Thanks for the review. I'd feel more comfortable with one small simplification at a time. That is, a subsequent patch (which I'm happy to write if you'd like) could make the further simplification you're proposing and adjust targetDataBegin to match. Does that seem reasonable?

Sure, no problem!

grokos added inline comments.Aug 6 2021, 3:21 PM
openmp/libomptarget/src/omptarget.cpp
746–747

The second is *almost* equivalent to the last with one exception: in the most unlikely coincidence ever, a device address may happen to be the same number as a host address (i.e. although we have no USM support, a call to e.g. cudaMalloc may return a device pointer which happens to have the same value as a host pointer returned by malloc). Super unlikely, but let's stick with the last condition.

jdenny added a comment.Aug 6 2021, 4:46 PM
openmp/libomptarget/src/omptarget.cpp
746–747

Ah, of course. Thanks.

What should happen if close is specified on an omp target enter data but not on the corresponding omp target exit data? (See test close_enter_exit.c.) To handle that case, don't we have to use the first version of the above condition in targetDataEnd?

I wonder how close can ever be meaningful when specified on an omp target exit data.
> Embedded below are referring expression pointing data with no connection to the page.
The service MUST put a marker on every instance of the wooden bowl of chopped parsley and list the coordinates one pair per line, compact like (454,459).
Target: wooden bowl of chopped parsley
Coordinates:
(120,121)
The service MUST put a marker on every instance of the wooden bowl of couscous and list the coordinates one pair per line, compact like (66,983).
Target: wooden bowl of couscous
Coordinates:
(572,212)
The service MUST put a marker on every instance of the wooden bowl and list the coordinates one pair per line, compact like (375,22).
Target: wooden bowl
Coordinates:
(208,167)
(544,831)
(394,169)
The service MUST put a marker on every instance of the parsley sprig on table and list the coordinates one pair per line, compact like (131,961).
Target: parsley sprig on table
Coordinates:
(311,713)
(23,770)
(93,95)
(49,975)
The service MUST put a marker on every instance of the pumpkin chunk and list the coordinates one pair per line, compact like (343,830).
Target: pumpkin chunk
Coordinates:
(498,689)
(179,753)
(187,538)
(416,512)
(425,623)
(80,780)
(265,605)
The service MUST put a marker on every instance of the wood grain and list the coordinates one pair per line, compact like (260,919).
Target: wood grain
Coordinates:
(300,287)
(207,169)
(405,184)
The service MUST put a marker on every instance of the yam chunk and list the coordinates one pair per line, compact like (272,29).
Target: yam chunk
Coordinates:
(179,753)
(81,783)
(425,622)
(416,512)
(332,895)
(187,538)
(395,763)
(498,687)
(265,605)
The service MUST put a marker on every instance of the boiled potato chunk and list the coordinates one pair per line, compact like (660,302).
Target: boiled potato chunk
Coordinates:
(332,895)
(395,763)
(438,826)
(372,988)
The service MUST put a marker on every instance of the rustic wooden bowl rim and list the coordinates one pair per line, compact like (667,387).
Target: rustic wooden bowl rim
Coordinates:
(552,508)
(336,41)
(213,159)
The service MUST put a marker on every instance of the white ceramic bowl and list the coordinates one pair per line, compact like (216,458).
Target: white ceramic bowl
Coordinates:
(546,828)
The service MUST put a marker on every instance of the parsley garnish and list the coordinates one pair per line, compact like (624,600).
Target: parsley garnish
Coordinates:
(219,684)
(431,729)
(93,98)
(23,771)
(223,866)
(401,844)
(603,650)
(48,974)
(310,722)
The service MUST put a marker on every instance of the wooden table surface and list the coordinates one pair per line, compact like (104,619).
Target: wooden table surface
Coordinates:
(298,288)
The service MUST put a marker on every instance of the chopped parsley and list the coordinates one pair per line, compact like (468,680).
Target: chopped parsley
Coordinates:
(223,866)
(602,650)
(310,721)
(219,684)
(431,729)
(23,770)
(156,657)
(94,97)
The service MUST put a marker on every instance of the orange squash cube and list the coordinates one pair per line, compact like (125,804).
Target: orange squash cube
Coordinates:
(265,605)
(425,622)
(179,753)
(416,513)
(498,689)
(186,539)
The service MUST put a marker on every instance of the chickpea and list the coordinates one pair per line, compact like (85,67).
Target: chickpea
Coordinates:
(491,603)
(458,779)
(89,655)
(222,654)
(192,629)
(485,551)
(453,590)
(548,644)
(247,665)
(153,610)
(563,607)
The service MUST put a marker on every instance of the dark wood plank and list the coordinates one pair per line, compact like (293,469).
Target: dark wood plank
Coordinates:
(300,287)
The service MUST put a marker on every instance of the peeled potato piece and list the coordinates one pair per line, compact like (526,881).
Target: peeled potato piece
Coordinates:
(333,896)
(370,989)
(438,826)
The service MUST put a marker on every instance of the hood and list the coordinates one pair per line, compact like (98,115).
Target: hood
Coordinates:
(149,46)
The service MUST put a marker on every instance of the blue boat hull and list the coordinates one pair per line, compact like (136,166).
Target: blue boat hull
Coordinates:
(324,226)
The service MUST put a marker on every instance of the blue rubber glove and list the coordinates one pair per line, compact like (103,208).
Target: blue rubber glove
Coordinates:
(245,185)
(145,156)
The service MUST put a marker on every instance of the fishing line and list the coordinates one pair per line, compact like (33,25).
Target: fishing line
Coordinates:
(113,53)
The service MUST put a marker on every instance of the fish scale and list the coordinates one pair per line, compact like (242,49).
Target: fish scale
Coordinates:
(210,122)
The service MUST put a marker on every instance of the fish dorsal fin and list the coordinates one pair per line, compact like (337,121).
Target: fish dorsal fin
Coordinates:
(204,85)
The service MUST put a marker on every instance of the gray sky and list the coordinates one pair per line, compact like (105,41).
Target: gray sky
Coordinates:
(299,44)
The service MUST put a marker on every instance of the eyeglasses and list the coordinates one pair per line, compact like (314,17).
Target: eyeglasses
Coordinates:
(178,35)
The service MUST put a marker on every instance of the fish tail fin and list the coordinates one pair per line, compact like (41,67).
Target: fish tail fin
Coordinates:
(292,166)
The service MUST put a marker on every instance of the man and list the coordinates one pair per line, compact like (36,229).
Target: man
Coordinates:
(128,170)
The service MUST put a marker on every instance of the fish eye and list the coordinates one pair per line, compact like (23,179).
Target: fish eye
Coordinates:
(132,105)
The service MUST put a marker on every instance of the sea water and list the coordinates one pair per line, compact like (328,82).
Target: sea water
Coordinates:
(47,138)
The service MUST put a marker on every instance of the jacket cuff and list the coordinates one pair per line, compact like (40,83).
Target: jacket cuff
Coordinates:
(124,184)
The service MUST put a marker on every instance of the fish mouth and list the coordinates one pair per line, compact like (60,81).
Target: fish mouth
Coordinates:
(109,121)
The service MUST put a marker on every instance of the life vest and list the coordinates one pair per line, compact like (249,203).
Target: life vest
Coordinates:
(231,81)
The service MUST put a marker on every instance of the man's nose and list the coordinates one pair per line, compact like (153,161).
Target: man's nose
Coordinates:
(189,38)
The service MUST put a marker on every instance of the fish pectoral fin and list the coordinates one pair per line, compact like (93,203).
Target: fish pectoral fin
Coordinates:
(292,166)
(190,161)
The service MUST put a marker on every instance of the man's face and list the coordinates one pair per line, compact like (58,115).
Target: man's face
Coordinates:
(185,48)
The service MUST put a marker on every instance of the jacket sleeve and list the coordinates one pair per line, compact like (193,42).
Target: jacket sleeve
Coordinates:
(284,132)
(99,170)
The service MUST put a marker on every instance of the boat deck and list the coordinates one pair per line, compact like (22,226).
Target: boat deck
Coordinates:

jdenny added inline comments.Aug 6 2021, 5:18 PM
openmp/libomptarget/src/omptarget.cpp
746–747

Another case where the first condition appears to be required is when omp_target_associate_ptr circumvents unified shared memory (as in the test unified_shared_memory/api.c). I think both targetDataEnd and targetDataBegin are wrong for this case.

jdenny added inline comments.Aug 6 2021, 5:29 PM
openmp/libomptarget/src/omptarget.cpp
746–747

How quickly I forgot your point. The first condition cannot be used to handle either of these situations because the addresses might happen to be the same even with discrete memory. We'll need a new condition.

jdenny added inline comments.Aug 11 2021, 1:08 PM
openmp/libomptarget/src/omptarget.cpp
746–747

These remaining issues are addressed by D107925, D107926, D107927, and D107928.